Ist Roche enttäuscht von der Nutzenbewertung?

„Zusammengefasst hat der G-BA Ocrelizumab einen Zusatznutzen für einen Großteil des Anwendungsgebietes aktive RMS und für alle Patienten mit früher PPMS bestätigt“, erklärt Roche auf Nachfrage von DAZ.online. Man nehme diesen G-BA-Bescheid zur Kenntnis und konzentriere sich nun auf die anstehenden Preisverhandlungen mit dem GKV-Spitzenverband. Nach einem Jahr kann eine erneute Nutzenbewertung beantragt werden. Plant der Konzern, neue Daten einzureichen? Das ist laut Roche nicht der Fall.

Wie wirkt Ocrelizumab?

In der Tat verfolgt Ocrelizumab in der Therapie der MS einen neuen Ansatz – und zwar richtet sich der Antikörper gegen B-Zellen. Deren Einfluss auf das Krankheitsgeschehen war lange unterschätzt.
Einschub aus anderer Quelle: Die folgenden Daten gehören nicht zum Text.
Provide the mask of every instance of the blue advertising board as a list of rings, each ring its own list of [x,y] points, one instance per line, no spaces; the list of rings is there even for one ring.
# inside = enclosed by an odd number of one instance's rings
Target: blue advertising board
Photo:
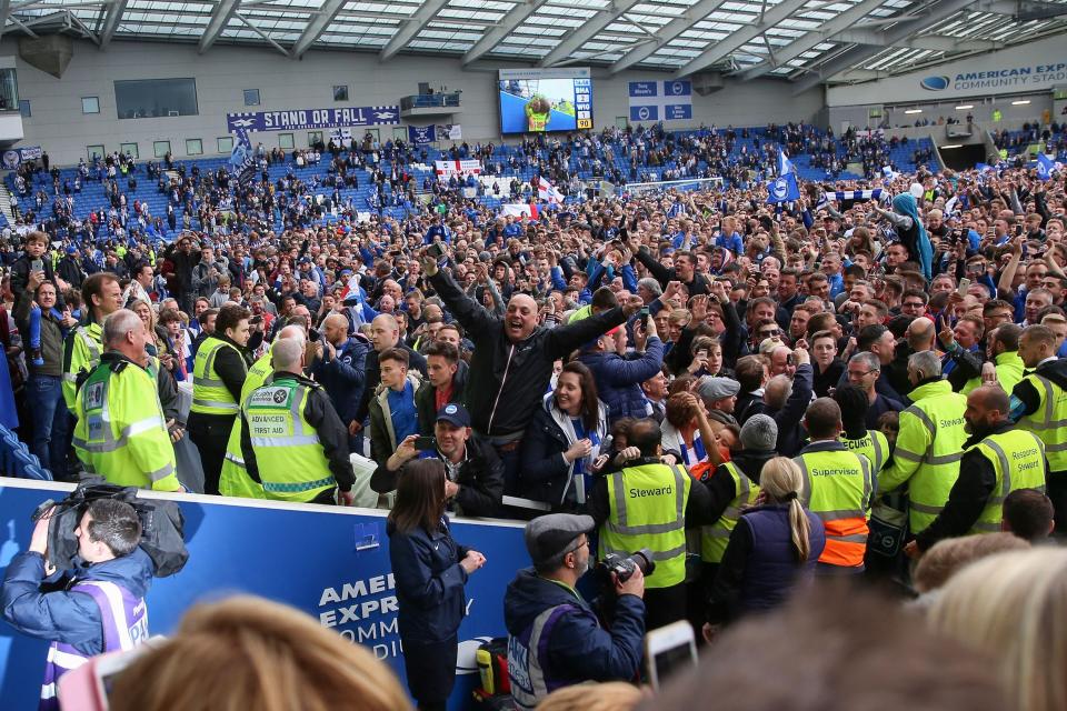
[[[226,130],[303,131],[340,129],[349,126],[381,126],[400,122],[399,107],[343,107],[337,109],[288,109],[241,111],[226,114]]]
[[[0,478],[0,574],[29,544],[30,514],[69,484]],[[146,492],[147,495],[158,495]],[[157,579],[148,594],[152,634],[170,634],[182,613],[201,601],[252,593],[290,604],[353,643],[370,649],[403,682],[397,598],[389,563],[386,511],[300,507],[206,495],[177,498],[186,518],[189,562]],[[478,685],[473,653],[507,632],[503,594],[517,569],[529,565],[522,525],[456,519],[452,535],[481,551],[486,567],[467,583],[467,618],[451,709],[469,705]],[[0,708],[36,709],[48,644],[0,623]]]

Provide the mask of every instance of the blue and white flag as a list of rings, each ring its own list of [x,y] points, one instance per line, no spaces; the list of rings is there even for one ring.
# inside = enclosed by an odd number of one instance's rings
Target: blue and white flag
[[[792,167],[792,161],[786,156],[786,151],[778,149],[778,176],[788,176],[796,173],[797,169]]]
[[[233,150],[230,152],[230,172],[237,176],[241,184],[251,182],[256,176],[256,154],[248,130],[238,128],[233,132]]]
[[[1037,154],[1037,177],[1041,180],[1048,180],[1053,173],[1059,169],[1059,163],[1053,162],[1053,159],[1045,153]]]
[[[789,202],[800,199],[800,187],[796,173],[786,173],[778,180],[767,183],[767,202]]]

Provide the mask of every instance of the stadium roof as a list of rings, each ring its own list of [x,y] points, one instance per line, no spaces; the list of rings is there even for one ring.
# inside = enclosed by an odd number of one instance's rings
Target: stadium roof
[[[536,59],[817,84],[1067,32],[1067,0],[0,0],[11,34]]]

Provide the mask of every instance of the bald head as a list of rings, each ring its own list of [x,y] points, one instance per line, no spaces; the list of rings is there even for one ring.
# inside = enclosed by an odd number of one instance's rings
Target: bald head
[[[529,294],[517,293],[508,301],[503,318],[503,332],[512,343],[530,338],[537,328],[537,302]]]
[[[297,339],[282,339],[270,349],[270,364],[276,371],[303,372],[303,344]]]

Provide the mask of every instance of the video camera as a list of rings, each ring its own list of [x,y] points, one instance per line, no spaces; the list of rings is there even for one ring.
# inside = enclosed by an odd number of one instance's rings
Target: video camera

Nach aktuellem Stand der Wissenschaft spielen jedoch B-Zellen eine bedeutende Rolle im Rahmen der entzündlichen Prozesse bei MS. Ocrelizumab richtet sich gegen CD20, ein transmembranäres Protein auf B-Zellen. Jedoch exprimiert nicht jede B-Zelle CD20, so fehlt CD20 sowohl auf naiven Stammzellen, als auch auf reifen Antikörper-sezernierende Plasmazellen. Als Angriffsort elegant: Weder die Stammzellen noch die Immunkompetenz des Patienten durch reife B-Zellen werden dauerhaft negativ beeinflusst. Somit leidet auch die Langzeitimmunität nicht.

Ocrelizumab besteht als humanisierter Antikörper aus deutlich weniger murinen Anteilen als der chimäre Antikörper Rituximab. Es zeigt im Vergleich zu Rituximab eine fünfmal größere Antikörper-vermittelte Zelltoxizität. Liegt die Antidrug-Antibody-Bildung laut Roche beim chimären Rituximab noch bei 7 bis 37 Prozent, reduziert sich diese beim humanisierten Ocrelizumab drastisch auf 0,2 bis 1 Prozent. Eine hohe Antidrug-Antibody-Bildung bedingt eine schlechtere Verträglichkeit und erhöht das Risiko des Wirkverlusts der Therapie.